Di bagian lain disebutkan Wakil Pengageng Karti Praja itu, semua jajaran Bebadan Kabinet 2004 sangat mengapresiasi kerja KPH Bimo Djoyo Adilogo sebagai Bupati Juru-Kunci Astana Pajimatan Imogiri. Putra GKR Galuh Kencono dan KPH Satryo Hadinagoro itu, dianggap bisa mengatasi potensi terjadinya “chaos” saat serah-terimaa jenazah Sinuhun PB XIII, dari Senapati Lampah kepada dirinya selaku pimpinan Astana.

“Saya pribadi, terus teruang mengapresiasi itu. Karena, semula saya mengkhawatirkannya. Tetapi beliau bisa mengatasi itu dan berjalan lancar. Mengenai perkembangan situasi non-teknis khususnya yang menyangkut proses alih kepemimpinan, saya belum mendapat petunjuk lebih lanjut. Posisinya masih menunggu perintiah lebih lanjut atas kabar siaran pers yang beredar itu,” ujar KPP Haryo Sinawung menjelaskan.

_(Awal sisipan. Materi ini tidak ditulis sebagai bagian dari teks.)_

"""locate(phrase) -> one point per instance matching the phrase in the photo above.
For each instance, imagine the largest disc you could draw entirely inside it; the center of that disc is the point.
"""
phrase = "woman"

SUDAH 20 TAHUN : Lantai Pendapa Magangan yang berhias tiang bambu sebagai penyangga konstruksi atap dan plafon yang sudah mulai keropos dan lepas, sudah 20 tahun sejak wafat Sinuhun PB XII tahun 2004, baru dilewati prosesi pemakaman jenazah saat Sinuhun PB XIII, Rabu (5/11/2025) kemarin. (foto : iMNews.id/Won Poerwono)

Hingga Kamis siang tadi, baik Gusti Moeng selaku Pengageng Sasana Wilapa maupun Ketua Lembaga Dewan Adat (LDA), belum memberi pernyataan apapun mengenai perkembangan situasi pasca-pengumuman pergantian nama dan kedudukan seorang figur yang pernah viral atas pernyataannya “Nyesel Gabung Republik”, beberapa waktu lalu. Begitu pula pihak-pihak lain seperti KPH Edy Wirabhumi, juga diam menunggu perkembangan.

Karena perkembangan situasinya seperti “hening” sejak Maha Menteri bertindak sebagai “Plt” dan “mengambilalih” kepemimpinan mengisi kekosongan, bisa dimaknai “bola liar” yang dikhawatirkan akan memanas dalam persaingan kandidasi pemimpin pengganti Sinuhun PB XIII, dengan sendirinya tak terbukti. Pernyataan tegas KGPH Tedjowulan itu jelas menyingkirkan berbagai spekulasi yang sudah dan akan muncul.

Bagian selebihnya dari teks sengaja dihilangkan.